I'm not really sure anymore how much Cassandra led me or how much I thought up myself, but the pictures in my mind are still clear. The people whose thoughts I saw didn’t want the Old America. What they really desired was an older, primal, primate thing: to rule as princes and kings. I hardly knew who Dick Cheney was at the time, but in the substratum of his desire and those of so many others lurked the same harem I saw when I was a little, sexually awakening boy day-dreaming of my palace underground, with a secure and hidden hatch which locked from the inside.

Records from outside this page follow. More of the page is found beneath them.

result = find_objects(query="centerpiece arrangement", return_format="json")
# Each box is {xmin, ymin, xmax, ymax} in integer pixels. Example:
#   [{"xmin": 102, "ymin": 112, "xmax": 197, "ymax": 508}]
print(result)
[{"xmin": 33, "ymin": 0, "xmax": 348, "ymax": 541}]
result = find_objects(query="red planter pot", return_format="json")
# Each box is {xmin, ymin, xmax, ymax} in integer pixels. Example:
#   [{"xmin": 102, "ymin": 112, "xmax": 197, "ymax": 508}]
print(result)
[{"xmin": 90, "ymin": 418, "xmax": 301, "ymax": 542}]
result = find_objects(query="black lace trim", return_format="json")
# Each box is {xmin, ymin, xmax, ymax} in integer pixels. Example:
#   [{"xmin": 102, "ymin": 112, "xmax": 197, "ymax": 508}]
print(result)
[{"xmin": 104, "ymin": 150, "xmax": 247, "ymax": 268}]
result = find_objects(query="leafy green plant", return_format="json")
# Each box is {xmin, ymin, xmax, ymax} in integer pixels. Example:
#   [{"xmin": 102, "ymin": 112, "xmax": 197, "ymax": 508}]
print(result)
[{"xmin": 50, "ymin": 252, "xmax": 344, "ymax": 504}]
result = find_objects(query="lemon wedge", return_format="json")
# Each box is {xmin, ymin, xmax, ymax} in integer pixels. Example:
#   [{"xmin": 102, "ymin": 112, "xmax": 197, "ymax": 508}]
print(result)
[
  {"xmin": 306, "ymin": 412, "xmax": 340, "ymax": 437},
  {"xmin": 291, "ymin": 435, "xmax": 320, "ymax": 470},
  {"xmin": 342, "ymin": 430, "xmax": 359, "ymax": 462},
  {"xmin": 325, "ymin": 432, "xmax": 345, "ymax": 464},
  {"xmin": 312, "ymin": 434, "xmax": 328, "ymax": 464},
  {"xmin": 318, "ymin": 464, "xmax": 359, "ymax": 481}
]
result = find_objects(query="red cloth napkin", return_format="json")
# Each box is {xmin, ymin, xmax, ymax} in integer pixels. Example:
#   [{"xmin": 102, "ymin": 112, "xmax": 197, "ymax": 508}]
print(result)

As a child, I would take beautiful women of every nation there, dressed in various versions of the costume Barbara Eden wore in ‘I Dream of Jeannie,’ happily showing them wonders in exchange for theirs. Fortunately, that part was all very hazy. You might say the harem itself was built like a Sherman Tank, only much more spacious, luxurious, and well-padded. A harem, and Baghdad. I saw the men who bore these desires in my mind’s eye, and when they finally confessed them and ventured into the bright light of day, I knew them on sight. There wasn’t a damned thing I could do to stop them. Hell. I couldn’t even get anyone to believe what they were going to do. People still can’t believe what they’re doing right now, even though it's what has always been done. And lest you women think this harem dream abhorrent, or as something to be expunged, please remember that almost every little boy dreams of this by the time he is five years old. If it were not useful, we wouldn't have evolved it, and it's gotten us this far somehow.

The bright side? Our leaders are failing. Even more encouraging, they have horrible taste in women (well, Laura Bush looks kinda cute sometimes, but I bet Babs picked her out) and the harem is unhappy. Just like in Arabian Nights, the next prince will be a pauper, and sic semper tyrannis.

2 comments:

Anonymous said...

It was 1990. We werr at cafe eating pizza and drinking French beer in the Alsasce.

As for me, my big influence was drugs, the Velvet Underground, Milan Kundera, and Kathy Acker's "Empire of the Senseless."

Love & Kisses

Cassandra de Nova

MarcLord said...

"Cassandra:"

It was not in Alsace. That was the next day, and then the beer wasn't French. So...what was the make and model of the car I used to drive there?

Assuming it's you: hope you've stopped breaking hearts and halting traffic. Thanks for everything, and the blue piece of the Wall is in the top shelf of my liquor cabinet. You might say it's a Chagall blue.